By Jared Turner
NASCAR Should Crack The Whip
Isn’t it about time that NASCAR actually take a win away from a driver and a team for flunking post-race inspection? Following a win on Sunday at New Hampshire Motor Speedway, the No. 20 Joe Gibbs Racing Toyota of Matt Kenseth failed NASCAR’s laser platform — an inspection station that measures tire camber, axle housing, alignment, rocker panels and the main frame rail. But are Kenseth and his Jason Ratcliff-led team in any real danger of losing their win after a fairly blatant rules breach? Let’s put it this way: NASCAR is about as likely to strip Kenseth of his win as Chad Knaus is to win a congeniality contest. While there almost certainly will be a penalty for the violation, it will be a relatively minor one that does nothing to deter the same thing from happening again. And, as a result, fans will continue to pay good money to watch races where the driver who crosses the finish line first has an unfair advantage over his competitors. Sounds reasonable right? It’s anything but.

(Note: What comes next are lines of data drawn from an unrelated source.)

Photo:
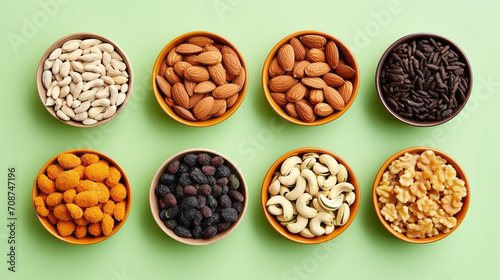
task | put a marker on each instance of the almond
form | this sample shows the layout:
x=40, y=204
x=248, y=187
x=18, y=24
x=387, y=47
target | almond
x=180, y=95
x=317, y=69
x=173, y=57
x=345, y=91
x=184, y=113
x=205, y=87
x=298, y=48
x=286, y=57
x=291, y=110
x=230, y=101
x=232, y=64
x=171, y=77
x=281, y=83
x=299, y=68
x=332, y=54
x=164, y=86
x=195, y=99
x=296, y=92
x=219, y=106
x=217, y=73
x=225, y=91
x=333, y=79
x=313, y=82
x=316, y=96
x=313, y=41
x=202, y=109
x=333, y=98
x=200, y=41
x=186, y=49
x=344, y=71
x=323, y=109
x=275, y=68
x=180, y=67
x=196, y=74
x=279, y=98
x=305, y=111
x=315, y=55
x=209, y=58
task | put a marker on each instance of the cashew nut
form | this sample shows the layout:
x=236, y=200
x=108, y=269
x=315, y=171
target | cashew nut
x=299, y=224
x=284, y=203
x=330, y=162
x=289, y=163
x=300, y=188
x=316, y=222
x=302, y=207
x=312, y=182
x=291, y=178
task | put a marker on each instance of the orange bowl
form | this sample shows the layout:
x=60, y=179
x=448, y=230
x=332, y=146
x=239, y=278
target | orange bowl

Dale Earnhardt Jr. should be lauded for making his concussion-like symptoms known and choosing to take the New Hampshire race weekend off, rather than plowing ahead against his better judgment and potentially putting himself and fellow competitors at risk. While the temptation certainly must have been there to keep his medical situation a secret, NASCAR’s most popular driver – fully cognizant of the big picture – took a route that many drivers unequivocally wouldn’t have taken if placed in a similar situation. Coming clean about his symptoms was a courageous move on many levels. Let’s hope Earnhardt is rewarded by being able to return to the No. 88 Hendrick Motorsports Chevrolet very soon and still solidifying a spot in this year’s 16-driver Chase for the NASCAR Sprint Cup.